Capítulo Cem: Desmantelando completamente o Tribunal de Kaifeng
Em rigor, pode-se dizer que Ding Du acabou servindo de bode expiatório. Afinal, ele era prefeito de Kaifeng há apenas quatro meses; ainda que não tivesse feito nada, muitos dos males ali já existiam há décadas. Durante o mandato de Fan Zhongyan, é verdade, parte da sujeira foi limpa, e os funcionários subalternos já não ousavam agir tão descaradamente. No entanto, com a chegada de Ding Du e sua omissão, o mal rapidamente voltou a florescer.
Por isso, a capital Bianliang chegou a esse estado deplorável. A concentração de terras no Império Song tornou-se crítica, levando multidões de camponeses despossuídos a migrarem para a cidade. O sistema de esgoto subterrâneo servia de terreno fértil para o crime, sendo o descaso sucessivo dos prefeitos de Kaifeng apenas parte do problema.
Mesmo nos tempos de Fan Zhongyan e Bao Zheng, o que houve foi repressão ao crime, não sua erradicação. Enquanto houver ambiente propício, o mal ressurgirá. Mas não se pode negar: se Ding Du tivesse seguido o rigor de Fan Zhongyan, aplicado as leis com severidade, cumprido os regulamentos da prefeitura, eliminado os maus elementos das bases, e mantido sob controle os juízes e supervisores, não teria permitido que o órgão degringolasse tanto em apenas quatro meses.
Por isso, Zhao Jun não exagerava ao chamar Ding Du de tolo ao extremo.
No salão principal, reinava o silêncio absoluto. As evidências espalhadas pelo chão deixavam Ding Du sem palavras, tremendo de medo. Atrás dele, Liao Yu e outros, percebendo o perigo, tentaram sair, mas logo notaram que todas as saídas estavam bloqueadas.
A prefeitura de Kaifeng estava cercada de ponta a ponta; só a muralha externa, por sua extensão, não podia ser fechada. Todos os portões, principais e laterais, estavam trancados. Os servidores de cada departamento, mantidos sob custódia; ninguém podia fugir. Aquilo se tornara uma verdadeira cidade sitiada.
Os cidadãos, convocando amigos e parentes, rapidamente espalharam a notícia por toda Bianliang.

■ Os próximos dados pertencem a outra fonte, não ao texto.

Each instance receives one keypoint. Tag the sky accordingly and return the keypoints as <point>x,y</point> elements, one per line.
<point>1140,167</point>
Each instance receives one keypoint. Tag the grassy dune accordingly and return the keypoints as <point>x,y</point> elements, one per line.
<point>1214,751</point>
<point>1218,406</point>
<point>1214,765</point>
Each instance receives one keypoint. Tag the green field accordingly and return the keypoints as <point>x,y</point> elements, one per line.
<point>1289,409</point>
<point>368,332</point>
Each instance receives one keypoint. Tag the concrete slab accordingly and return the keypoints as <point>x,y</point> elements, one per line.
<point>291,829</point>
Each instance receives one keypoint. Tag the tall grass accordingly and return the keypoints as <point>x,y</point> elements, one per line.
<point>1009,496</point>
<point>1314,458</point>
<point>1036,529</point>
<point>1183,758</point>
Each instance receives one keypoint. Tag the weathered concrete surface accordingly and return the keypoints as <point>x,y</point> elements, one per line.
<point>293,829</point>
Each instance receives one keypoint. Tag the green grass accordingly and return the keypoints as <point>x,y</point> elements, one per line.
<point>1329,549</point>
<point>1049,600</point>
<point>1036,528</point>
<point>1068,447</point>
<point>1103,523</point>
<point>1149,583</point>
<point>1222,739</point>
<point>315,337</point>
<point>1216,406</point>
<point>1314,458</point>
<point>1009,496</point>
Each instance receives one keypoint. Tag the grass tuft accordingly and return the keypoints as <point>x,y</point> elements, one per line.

Multidões de habitantes, de todas as classes, acorreram à prefeitura para assistir ao espetáculo. Num instante, a avenida diante do prédio lotou-se como nos dias de festas do Templo Xiangguo.
No salão, Zhao Jun avistou Liao Yu, tentando se esconder entre a multidão. Já o tinha visto antes nas ruas e, apontando, ordenou: "Di Qing, traga-o aqui."

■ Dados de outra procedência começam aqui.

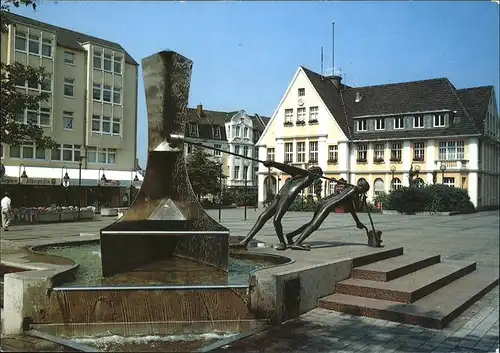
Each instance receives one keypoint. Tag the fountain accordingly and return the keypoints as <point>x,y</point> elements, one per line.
<point>166,278</point>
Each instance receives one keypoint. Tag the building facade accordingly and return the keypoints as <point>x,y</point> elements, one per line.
<point>380,133</point>
<point>91,112</point>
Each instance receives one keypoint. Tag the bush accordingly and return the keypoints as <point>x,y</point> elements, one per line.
<point>429,198</point>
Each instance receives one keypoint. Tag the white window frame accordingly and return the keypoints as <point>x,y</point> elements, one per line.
<point>361,125</point>
<point>109,154</point>
<point>69,83</point>
<point>270,154</point>
<point>399,123</point>
<point>380,124</point>
<point>418,119</point>
<point>68,117</point>
<point>288,115</point>
<point>301,152</point>
<point>313,114</point>
<point>333,153</point>
<point>313,151</point>
<point>25,146</point>
<point>288,152</point>
<point>439,120</point>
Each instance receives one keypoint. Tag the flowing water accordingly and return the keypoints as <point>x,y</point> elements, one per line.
<point>174,271</point>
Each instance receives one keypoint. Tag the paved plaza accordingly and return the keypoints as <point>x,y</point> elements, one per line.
<point>463,237</point>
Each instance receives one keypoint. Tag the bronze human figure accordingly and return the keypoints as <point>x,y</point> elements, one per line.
<point>352,198</point>
<point>300,180</point>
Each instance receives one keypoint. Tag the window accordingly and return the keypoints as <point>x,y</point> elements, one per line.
<point>117,95</point>
<point>333,153</point>
<point>313,152</point>
<point>379,152</point>
<point>362,152</point>
<point>117,64</point>
<point>67,120</point>
<point>107,62</point>
<point>97,59</point>
<point>301,152</point>
<point>396,184</point>
<point>217,153</point>
<point>21,41</point>
<point>40,117</point>
<point>301,115</point>
<point>399,123</point>
<point>47,47</point>
<point>193,129</point>
<point>439,120</point>
<point>418,121</point>
<point>288,152</point>
<point>101,155</point>
<point>34,44</point>
<point>418,151</point>
<point>69,87</point>
<point>449,181</point>
<point>380,124</point>
<point>361,124</point>
<point>106,93</point>
<point>69,58</point>
<point>451,150</point>
<point>270,154</point>
<point>27,150</point>
<point>313,114</point>
<point>288,116</point>
<point>396,152</point>
<point>378,187</point>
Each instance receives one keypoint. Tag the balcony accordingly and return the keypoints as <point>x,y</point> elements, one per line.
<point>455,164</point>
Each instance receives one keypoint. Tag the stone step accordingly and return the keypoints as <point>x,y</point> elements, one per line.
<point>395,267</point>
<point>409,288</point>
<point>376,254</point>
<point>436,310</point>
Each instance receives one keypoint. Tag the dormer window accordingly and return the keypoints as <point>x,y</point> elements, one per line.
<point>380,124</point>
<point>439,120</point>
<point>418,121</point>
<point>361,125</point>
<point>193,129</point>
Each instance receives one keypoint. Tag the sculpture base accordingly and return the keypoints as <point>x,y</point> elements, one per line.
<point>140,243</point>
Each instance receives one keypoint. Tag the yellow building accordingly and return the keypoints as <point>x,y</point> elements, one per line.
<point>380,132</point>
<point>91,112</point>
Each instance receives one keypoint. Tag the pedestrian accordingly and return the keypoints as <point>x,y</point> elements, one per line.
<point>6,211</point>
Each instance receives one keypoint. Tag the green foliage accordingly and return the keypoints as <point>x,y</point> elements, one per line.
<point>14,101</point>
<point>203,173</point>
<point>429,198</point>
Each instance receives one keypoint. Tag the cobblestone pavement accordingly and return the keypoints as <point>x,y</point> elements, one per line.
<point>322,331</point>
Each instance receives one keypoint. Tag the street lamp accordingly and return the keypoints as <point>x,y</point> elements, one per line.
<point>393,170</point>
<point>23,178</point>
<point>443,168</point>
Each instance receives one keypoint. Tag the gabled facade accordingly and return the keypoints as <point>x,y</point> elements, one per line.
<point>379,132</point>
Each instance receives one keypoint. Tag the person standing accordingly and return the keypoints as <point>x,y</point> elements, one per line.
<point>6,211</point>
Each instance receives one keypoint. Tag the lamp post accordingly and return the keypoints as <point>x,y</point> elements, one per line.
<point>23,178</point>
<point>393,170</point>
<point>65,183</point>
<point>443,168</point>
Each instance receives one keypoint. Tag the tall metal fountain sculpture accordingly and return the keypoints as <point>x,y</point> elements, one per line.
<point>165,219</point>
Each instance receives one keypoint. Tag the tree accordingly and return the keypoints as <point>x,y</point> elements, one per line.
<point>13,101</point>
<point>204,173</point>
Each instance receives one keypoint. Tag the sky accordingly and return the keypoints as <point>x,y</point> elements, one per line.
<point>246,53</point>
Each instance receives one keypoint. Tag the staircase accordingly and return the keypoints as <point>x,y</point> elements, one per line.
<point>417,289</point>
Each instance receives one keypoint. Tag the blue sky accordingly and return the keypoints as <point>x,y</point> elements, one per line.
<point>245,53</point>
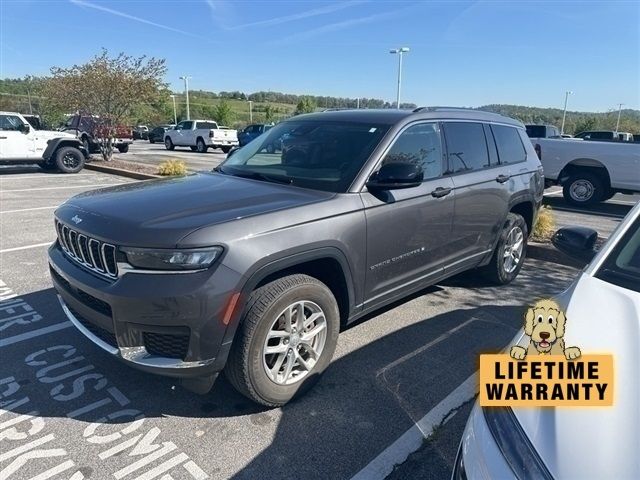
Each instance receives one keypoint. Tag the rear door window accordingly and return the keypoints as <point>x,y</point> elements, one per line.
<point>510,148</point>
<point>420,145</point>
<point>466,147</point>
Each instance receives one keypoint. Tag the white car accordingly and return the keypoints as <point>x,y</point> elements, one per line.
<point>589,171</point>
<point>200,135</point>
<point>603,314</point>
<point>21,143</point>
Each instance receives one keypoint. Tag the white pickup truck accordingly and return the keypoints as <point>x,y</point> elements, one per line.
<point>200,135</point>
<point>589,171</point>
<point>21,143</point>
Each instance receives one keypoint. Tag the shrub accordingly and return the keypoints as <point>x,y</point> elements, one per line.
<point>545,225</point>
<point>172,168</point>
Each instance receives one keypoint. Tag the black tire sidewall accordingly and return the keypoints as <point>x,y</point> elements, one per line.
<point>498,272</point>
<point>263,386</point>
<point>62,152</point>
<point>599,192</point>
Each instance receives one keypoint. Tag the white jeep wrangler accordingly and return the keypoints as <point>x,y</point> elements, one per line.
<point>21,143</point>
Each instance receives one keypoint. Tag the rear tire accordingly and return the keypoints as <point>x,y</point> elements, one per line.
<point>273,379</point>
<point>510,252</point>
<point>584,188</point>
<point>201,147</point>
<point>69,159</point>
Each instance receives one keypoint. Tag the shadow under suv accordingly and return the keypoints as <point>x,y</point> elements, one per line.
<point>254,267</point>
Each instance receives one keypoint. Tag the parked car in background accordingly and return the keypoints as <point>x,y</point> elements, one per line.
<point>589,172</point>
<point>86,128</point>
<point>253,267</point>
<point>200,135</point>
<point>542,131</point>
<point>571,443</point>
<point>20,142</point>
<point>605,135</point>
<point>141,132</point>
<point>157,134</point>
<point>252,131</point>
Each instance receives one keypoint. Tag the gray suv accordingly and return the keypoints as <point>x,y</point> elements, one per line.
<point>253,268</point>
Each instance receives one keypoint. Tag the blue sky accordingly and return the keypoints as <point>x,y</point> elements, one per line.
<point>466,53</point>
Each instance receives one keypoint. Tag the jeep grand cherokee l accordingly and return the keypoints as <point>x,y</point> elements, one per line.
<point>254,267</point>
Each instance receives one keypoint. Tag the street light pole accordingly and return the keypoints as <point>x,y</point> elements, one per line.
<point>400,51</point>
<point>186,93</point>
<point>618,122</point>
<point>564,114</point>
<point>175,114</point>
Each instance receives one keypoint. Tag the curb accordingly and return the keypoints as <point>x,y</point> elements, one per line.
<point>121,172</point>
<point>548,253</point>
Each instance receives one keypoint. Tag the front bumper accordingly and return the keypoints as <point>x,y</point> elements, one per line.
<point>167,324</point>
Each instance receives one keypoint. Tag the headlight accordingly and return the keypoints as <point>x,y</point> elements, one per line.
<point>178,259</point>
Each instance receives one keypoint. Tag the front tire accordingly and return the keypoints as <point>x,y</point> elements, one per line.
<point>510,252</point>
<point>584,189</point>
<point>286,340</point>
<point>69,160</point>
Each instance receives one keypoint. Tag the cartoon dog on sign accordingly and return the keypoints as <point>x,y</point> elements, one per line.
<point>544,323</point>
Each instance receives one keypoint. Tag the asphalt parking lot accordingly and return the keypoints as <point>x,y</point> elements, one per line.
<point>69,410</point>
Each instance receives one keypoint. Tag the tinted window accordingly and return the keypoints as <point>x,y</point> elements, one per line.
<point>419,145</point>
<point>536,131</point>
<point>466,146</point>
<point>622,265</point>
<point>206,125</point>
<point>10,122</point>
<point>315,154</point>
<point>510,148</point>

Di Qing avançou como uma fera, agarrando Liao Yu como se fosse um pintinho indefeso. Os demais funcionários, abatidos como cães sarnentos, foram subjugados. Instrumentos de tortura, antes usados para arrancar confissões de criminosos, agora serviam para os próprios oficiais. Um a um, receberam colares de ferro, sendo acorrentados juntos.

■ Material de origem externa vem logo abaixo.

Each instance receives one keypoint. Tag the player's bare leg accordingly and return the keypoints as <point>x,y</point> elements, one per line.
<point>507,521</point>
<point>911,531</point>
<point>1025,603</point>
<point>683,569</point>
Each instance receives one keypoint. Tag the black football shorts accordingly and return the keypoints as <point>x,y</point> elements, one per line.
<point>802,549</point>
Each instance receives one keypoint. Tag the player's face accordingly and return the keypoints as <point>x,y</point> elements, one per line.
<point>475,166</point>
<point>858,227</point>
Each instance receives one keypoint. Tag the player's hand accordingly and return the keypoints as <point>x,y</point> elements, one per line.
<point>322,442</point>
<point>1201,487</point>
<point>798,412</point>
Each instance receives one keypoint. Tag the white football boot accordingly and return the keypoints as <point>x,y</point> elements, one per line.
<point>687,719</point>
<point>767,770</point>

Zhao Jun olhou para Liao Yu e sorriu friamente: "Seus ardis foram engenhosos, mas comigo não funcionam."
Liao Yu forçou um sorriso: "Senhor, talvez esteja havendo algum engano..."
"Não há engano algum." Zhao Jun respondeu num tom grave. "Você ainda tem uma chance: diga onde está a jovem da família imperial, ou seu destino será terrível."
O coração de Liao Yu gelou. Ele mesmo ordenara que a sequestrassem, apenas para causar problemas a Zhao Jun e, depois, soltá-la. Se ela sumisse e a prefeitura não a encontrasse, o imperador ficaria furioso, descontando sua cólera tanto na Polícia Secreta quanto na prefeitura, numa guerra de desgaste. Por isso, mantinha a jovem bem alimentada e abrigada.
Mas jamais esperava que alguém ignorasse todos os protocolos e invadisse a prefeitura para prendê-lo. Isso rompia todas as regras.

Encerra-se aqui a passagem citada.